Online Debt Consolidation
Have you ever seen a debt consolidation company's office when you're driving down the street? You see mortgage companies in strip malls and office parks, but do you ever see a debt consolidation company? It's not likely. You know why? Most of the best companies do business online.
Online Debt Consolidation--The Wave of the Future
If you're like most people, you aren't proud of the debt situation you're in, and meeting with someone face-to-face to talk about it can make you feel uneasy, too. Although there's nothing wrong with meeting with a debt counselor in person, you would probably feel more comfortable dealing with your debt online if you can. That's where online debt consolidation enters the picture. Online debt consolidation is easy to find--it's as easy as a search on the Internet. Pick a handful of debt consolidation companies and fill out their secure, online questionnaires. Within 24 hours, you'll get recommendations from them to compare and contrast before finally choosing a company. You can get online debt help from the comfort of your own home. An online debt consolidation service is not only the safest, but the most convenient way to handle your debt solution.
Differences Debt Consolidation Plans
There are different kinds of debt consolidation programs available, and it's important to know the differences.
- A basic debt consolidation program involves your credit counselor negotiating with your creditors to get you lower interest rates and lower monthly payments. In some cases, they can even get past fees (such as lat fees and over-the-limit fees) eliminated. Then, instead of making several payments to your creditors, you make one payment to your debt consolidation company. Because of the lower interest rates, you can be debt free in as little as five years.
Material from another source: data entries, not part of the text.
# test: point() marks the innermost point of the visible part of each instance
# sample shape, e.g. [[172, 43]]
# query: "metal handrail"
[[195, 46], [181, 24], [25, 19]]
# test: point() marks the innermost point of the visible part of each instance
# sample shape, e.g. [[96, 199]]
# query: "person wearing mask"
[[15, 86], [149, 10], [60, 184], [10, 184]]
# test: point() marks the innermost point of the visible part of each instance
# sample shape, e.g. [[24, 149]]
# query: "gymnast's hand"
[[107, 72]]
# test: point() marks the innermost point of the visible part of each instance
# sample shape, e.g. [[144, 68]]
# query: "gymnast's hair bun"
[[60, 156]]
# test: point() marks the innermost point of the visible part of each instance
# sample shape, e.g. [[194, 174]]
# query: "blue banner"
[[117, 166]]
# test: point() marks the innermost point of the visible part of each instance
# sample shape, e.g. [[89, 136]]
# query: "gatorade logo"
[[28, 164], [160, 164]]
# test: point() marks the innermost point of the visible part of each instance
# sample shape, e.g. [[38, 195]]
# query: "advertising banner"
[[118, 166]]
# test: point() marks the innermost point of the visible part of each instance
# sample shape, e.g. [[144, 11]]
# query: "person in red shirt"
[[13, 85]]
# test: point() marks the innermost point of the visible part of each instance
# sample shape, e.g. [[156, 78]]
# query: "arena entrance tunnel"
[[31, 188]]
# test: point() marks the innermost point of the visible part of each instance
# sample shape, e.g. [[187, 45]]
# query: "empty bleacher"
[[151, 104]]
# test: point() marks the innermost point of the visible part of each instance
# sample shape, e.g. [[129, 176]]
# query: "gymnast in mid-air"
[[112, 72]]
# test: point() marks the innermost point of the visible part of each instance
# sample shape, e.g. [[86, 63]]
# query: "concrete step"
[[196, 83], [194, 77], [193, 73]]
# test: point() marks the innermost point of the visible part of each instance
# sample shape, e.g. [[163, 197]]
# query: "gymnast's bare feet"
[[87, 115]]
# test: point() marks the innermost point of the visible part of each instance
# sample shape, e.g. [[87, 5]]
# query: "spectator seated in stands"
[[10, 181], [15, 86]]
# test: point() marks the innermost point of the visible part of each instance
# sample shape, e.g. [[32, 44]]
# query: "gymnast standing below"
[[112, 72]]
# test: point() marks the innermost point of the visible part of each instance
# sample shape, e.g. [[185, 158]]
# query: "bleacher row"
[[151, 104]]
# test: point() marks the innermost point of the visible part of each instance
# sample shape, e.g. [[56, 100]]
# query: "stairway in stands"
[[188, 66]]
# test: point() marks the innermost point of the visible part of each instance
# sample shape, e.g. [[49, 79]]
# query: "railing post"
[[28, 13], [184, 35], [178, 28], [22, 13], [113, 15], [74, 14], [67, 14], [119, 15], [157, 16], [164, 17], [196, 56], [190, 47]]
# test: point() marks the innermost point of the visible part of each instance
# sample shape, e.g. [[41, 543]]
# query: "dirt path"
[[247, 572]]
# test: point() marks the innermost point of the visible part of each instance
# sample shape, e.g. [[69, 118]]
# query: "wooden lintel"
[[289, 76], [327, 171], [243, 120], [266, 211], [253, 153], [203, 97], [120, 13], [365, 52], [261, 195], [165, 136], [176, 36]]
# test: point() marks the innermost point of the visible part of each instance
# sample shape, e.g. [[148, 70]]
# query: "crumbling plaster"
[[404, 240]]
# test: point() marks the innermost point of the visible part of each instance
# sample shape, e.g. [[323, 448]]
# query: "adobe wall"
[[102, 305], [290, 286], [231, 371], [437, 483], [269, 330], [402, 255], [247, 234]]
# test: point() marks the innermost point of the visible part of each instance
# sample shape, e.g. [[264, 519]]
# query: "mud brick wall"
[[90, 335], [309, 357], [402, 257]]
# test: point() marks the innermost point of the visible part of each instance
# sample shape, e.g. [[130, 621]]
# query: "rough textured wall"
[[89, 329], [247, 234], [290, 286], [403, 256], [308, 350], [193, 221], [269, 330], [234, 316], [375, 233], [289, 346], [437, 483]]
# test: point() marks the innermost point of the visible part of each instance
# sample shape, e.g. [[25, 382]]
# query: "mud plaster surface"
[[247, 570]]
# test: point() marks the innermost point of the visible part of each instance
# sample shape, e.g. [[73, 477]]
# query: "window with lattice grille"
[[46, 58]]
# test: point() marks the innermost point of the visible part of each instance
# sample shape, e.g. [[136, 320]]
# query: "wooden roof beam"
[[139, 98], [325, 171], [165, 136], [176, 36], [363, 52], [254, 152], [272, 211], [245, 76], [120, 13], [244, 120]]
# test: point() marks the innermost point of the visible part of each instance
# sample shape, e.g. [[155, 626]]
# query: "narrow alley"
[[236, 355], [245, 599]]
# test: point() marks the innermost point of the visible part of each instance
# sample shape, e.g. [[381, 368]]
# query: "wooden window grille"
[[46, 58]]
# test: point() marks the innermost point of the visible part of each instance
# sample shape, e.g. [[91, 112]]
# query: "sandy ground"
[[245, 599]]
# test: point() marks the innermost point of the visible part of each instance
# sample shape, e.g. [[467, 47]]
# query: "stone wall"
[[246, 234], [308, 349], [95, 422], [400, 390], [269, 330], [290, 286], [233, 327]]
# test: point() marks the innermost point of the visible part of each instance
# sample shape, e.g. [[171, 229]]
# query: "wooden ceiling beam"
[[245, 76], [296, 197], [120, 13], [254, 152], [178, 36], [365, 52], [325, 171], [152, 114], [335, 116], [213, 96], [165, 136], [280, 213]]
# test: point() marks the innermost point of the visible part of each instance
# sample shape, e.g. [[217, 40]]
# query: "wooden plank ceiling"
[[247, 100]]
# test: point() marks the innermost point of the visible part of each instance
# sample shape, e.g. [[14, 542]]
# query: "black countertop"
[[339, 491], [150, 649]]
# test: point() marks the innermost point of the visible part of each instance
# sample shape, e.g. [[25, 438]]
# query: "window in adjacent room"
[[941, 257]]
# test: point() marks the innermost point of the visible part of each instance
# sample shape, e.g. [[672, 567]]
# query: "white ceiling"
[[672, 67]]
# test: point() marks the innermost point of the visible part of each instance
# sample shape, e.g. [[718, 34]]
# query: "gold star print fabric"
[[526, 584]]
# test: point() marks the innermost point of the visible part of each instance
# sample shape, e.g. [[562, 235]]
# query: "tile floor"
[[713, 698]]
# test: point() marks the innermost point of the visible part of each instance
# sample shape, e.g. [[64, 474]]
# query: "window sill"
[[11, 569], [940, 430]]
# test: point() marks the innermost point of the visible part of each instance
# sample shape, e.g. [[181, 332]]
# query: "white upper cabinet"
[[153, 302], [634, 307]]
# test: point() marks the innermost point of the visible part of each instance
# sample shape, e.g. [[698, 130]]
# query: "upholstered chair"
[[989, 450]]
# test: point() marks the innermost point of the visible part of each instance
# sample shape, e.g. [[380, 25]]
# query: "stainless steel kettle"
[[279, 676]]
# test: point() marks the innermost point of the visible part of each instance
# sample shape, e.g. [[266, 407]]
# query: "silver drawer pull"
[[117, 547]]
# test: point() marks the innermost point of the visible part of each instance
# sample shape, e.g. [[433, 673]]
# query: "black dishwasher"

- A debt consolidation loan is an actual loan made to you by a debt consolidation company. This allows you to pay off all your unsecured debts at one time, leaving you with one loan payment to the debt consolidation company. Because the interest rate for debt consolidation loans is so much lower than it is for your credit cards, you can (again) have them paid off in about five years.
- A debt consolidation mortgage is sometimes recommended for homeowners who have a lot of debt. The amount of the debt consolidation loan is added to your mortgage, and you make one monthly payment that covers both. The advantage is that you end up paying mortgage rates (which have been as low as 5-6%) instead of high APRs on credit cards. The disadvantage is that if you miss payments, you could end up losing your house.
Consider these options when looking for your debt consolidation solution.